The wiring board according to claim 1, wherein the wiring board is connected by an Au ribbon having a width of 50 to 300 m. 3. The wiring board according to claim 1, wherein the conductive layer mainly containing Cu of the wiring circuit layer and the connection pad is formed by simultaneous firing with the insulating substrate. 4. The semiconductor device according to claim 1, wherein a semiconductor element is mounted on a surface of the insulating substrate, and the connection pad is connected to the semiconductor element via a wiring circuit layer. The wiring board as described. 5. The wiring board according to claim 4, wherein the semiconductor element is mounted on the surface of the wiring board by using an Au—Sn brazing material. 6. A connection structure between a wiring board having a wiring circuit layer mainly composed of Cu adhered and formed on at least the surface of an insulating substrate made of a glass ceramic sintered body and another electric circuit.
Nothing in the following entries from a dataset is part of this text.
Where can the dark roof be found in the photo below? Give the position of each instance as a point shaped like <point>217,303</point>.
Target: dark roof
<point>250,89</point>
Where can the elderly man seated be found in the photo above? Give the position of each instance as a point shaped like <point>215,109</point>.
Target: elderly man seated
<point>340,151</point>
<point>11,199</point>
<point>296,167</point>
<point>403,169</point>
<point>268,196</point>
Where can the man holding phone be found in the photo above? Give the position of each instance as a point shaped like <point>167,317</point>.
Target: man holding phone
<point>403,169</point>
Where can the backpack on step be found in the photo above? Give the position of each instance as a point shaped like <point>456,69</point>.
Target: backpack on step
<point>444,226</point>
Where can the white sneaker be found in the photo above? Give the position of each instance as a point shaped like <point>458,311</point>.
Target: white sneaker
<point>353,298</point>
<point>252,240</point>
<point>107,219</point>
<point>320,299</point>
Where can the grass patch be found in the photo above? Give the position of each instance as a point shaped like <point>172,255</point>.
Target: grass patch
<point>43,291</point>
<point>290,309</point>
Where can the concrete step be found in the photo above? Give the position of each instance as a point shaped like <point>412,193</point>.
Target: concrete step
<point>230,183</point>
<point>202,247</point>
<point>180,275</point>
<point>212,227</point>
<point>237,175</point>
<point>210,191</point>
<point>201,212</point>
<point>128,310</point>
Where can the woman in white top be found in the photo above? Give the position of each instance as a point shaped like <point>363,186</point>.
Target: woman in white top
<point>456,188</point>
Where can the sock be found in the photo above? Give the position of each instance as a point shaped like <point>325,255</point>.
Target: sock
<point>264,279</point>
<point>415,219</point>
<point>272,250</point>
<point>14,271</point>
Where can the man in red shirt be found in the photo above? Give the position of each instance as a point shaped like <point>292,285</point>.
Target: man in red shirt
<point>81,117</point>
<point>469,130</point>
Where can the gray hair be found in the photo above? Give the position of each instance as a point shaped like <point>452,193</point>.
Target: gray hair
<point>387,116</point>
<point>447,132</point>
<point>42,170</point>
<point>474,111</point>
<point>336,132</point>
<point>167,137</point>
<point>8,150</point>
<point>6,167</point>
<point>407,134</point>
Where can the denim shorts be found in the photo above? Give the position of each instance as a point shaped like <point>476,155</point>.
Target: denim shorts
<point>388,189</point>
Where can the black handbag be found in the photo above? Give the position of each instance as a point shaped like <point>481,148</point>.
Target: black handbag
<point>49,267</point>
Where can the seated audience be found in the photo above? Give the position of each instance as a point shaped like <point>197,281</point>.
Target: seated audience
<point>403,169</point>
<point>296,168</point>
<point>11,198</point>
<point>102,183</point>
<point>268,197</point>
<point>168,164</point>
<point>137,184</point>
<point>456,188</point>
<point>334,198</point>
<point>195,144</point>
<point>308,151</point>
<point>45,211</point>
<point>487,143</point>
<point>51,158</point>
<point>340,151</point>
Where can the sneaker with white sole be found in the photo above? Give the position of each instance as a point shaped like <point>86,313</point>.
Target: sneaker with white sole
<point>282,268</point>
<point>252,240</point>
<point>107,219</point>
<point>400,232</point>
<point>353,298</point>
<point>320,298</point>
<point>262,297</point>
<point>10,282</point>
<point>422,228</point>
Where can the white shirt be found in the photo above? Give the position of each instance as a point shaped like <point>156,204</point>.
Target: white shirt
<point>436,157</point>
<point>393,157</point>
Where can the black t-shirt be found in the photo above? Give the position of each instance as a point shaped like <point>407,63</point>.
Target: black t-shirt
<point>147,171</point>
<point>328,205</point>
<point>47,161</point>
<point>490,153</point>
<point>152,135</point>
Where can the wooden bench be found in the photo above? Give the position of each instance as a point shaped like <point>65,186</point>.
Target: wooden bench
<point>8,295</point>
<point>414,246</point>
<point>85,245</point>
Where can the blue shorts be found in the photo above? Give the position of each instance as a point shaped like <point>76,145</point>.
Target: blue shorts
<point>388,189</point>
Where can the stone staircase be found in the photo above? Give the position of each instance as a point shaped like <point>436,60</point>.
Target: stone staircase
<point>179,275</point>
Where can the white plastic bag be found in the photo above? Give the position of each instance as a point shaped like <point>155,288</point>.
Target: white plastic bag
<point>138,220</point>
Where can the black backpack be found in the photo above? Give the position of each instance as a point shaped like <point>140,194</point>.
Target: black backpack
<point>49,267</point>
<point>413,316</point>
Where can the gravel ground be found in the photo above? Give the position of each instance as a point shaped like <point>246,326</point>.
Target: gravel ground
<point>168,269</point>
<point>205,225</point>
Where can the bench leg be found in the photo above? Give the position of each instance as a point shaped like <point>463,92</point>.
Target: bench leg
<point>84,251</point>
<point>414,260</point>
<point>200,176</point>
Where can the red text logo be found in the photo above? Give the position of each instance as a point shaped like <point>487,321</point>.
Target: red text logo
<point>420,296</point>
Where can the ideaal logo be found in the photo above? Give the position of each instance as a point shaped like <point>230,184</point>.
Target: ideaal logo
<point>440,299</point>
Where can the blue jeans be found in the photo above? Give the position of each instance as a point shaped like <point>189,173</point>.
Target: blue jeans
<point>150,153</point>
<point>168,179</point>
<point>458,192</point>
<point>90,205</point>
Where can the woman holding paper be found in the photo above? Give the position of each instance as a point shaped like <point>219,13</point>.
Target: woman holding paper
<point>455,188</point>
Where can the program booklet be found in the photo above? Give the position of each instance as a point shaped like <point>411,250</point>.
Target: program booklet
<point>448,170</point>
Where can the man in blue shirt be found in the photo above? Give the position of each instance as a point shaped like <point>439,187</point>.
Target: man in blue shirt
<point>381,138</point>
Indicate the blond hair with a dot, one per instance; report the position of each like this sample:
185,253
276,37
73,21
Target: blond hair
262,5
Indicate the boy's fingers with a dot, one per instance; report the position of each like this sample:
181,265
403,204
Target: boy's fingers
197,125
A connection pad provided at an end of the wiring board and a connection pad of another electric circuit are connected by an Au ribbon, and the connection pad of the wiring board is formed of a Ni plating film on a surface of a conductor layer containing Cu as a main component. From 1 to 6 μm,
A connection structure for a wiring board, wherein an Au plating film is sequentially formed with a thickness of 1.5 μm or more, and a width of a connection pad of the wiring board is larger than a width of the Au ribbon by 20 μm or more. 7. The Au ribbon has a thickness of 20 to 50 μm,
The width is 50 to 300 mm.
The connection structure of the wiring board described. 8. The wiring board connection structure according to claim 6, wherein the wiring circuit layer and the connection pad, the conductor layer containing Cu as a main component, are formed by simultaneous firing with the insulating substrate. 9. The semiconductor device according to claim 6, wherein a semiconductor element is mounted on a surface of the insulating substrate, and the connection pad is connected to the semiconductor element via a wiring circuit layer. The connection structure of the wiring board described. 10. The wiring board connection structure according to claim 9, wherein the semiconductor element is mounted on the surface of the wiring board with an Au—Sn brazing material.